Just out of the pen
In its 18th year, the experimental theater series Fresh Ink offers playwrights the chance to test out new, still-malleable works, offering theatergoers a slate of original pieces that shed light on important issues from interesting voices.
First, Jordan Harrison's play, "Act a Lady," directed by Peter Rothstein, describes a true story from Lanesboro dating back to before World War I. About identity as it reflects gender - this play-within-a-play is a role reversal as men play women and women portray the male roles.
"Autistic License" by Stacey Dinner-Levin and directed by Peter Moore centers on a mother's contemplation. She has second thoughts about her choices regarding her first-born child, who was diagnosed with autism.
An omniscient interviewer prods her to muse over past events forcing back previously suppressed memories of family, friends and hopes for the future as she confronts the diagnosis. Since Dinner has written a lot about autism - her first full-length play is an accurate portrait of parenting an autistic child.
Then the irreverent "Mrs. Man of God" by Beth Gilleland and Donald Bazzini probes the meaning of marriage, especially when it comes to being wedded to a man who's actually bound to the church (does that demote his domestic partner to the title of mistress?)
In this case, the minister is gay. Complications of religiousness are portrayed through music, flashbacks and storytelling. All question the definition of righteousness and how it fits in when it sacrifices the things that are supposed to be cherished.

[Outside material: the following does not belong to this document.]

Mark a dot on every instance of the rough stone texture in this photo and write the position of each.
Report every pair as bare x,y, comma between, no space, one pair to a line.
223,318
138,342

Next, if you know Kris Strobeck as performance artist, it's entertaining to note that she once took over the duties of a family farm, including raising cattle with her brothers. As you may have suspected, urban and rural life tango in funny and surprising ways. That amusement is capitalized in the performance piece, "Driving the Tractor Down the Hill" (it's no coincidence that it's "down" a hill and not "up").
Meantime, Jimmy Breslin's more sober piece, "Festus" which is directed by Brian Goranson (and offered in partnership with the Guthrie Theater, 725 Vineland Pl.), examines faith and love in the turbulent ashes of the September 11, 2001 attacks as it centers on one blue-collar family's coping mechanisms.
Th-Su July 7-31. Call for times. Illusion Theater, 528 Hennepin Ave. S. $12 or $30 for package of three. 339-4944, www.illusiontheater.org.
'Passing the Beat'
A spirited revival of an ancient form of Japanese drumming becomes one collective heartbeat, as it melds modern music and movement in Mu Daiko's seventh annual student recital, "Passing the Beat." This drum corps is energetic, raw and physical.
Just as visually entertaining as it is musical, this isn't the band concert you remember from high school. Or the same drum corps. The sound of these drums is deeper and reverberations last much longer.
F-Su July 8-10; F-Sa 7 p.m., Su 2 p.m. Southern Theater, 1420 Washington Ave. S. $12. 340-1725, www.southerntheater.org.
Not another brick in the wall
Ohio-based artist Derek Hess combines the masterful drawing skills of classical artists with a contemporary sensibility. Hess' drawings manage to be beautiful and grim and messy and refined, all at the same time.
In some, figures bear caricature-scale muscles or are foreshortened. Many of these figures seem to struggle with invisible but heavy matters, but they emerge superstar style, with wings.
This accomplished artist's rookie portfolio resides in the Rock 'n' Roll Hall of Fame and Museum. Hess has illustrated hundreds of posters for bands including Pink Floyd and Pearl Jam. However, Hess' posters rise above graphic design to the level of fine art.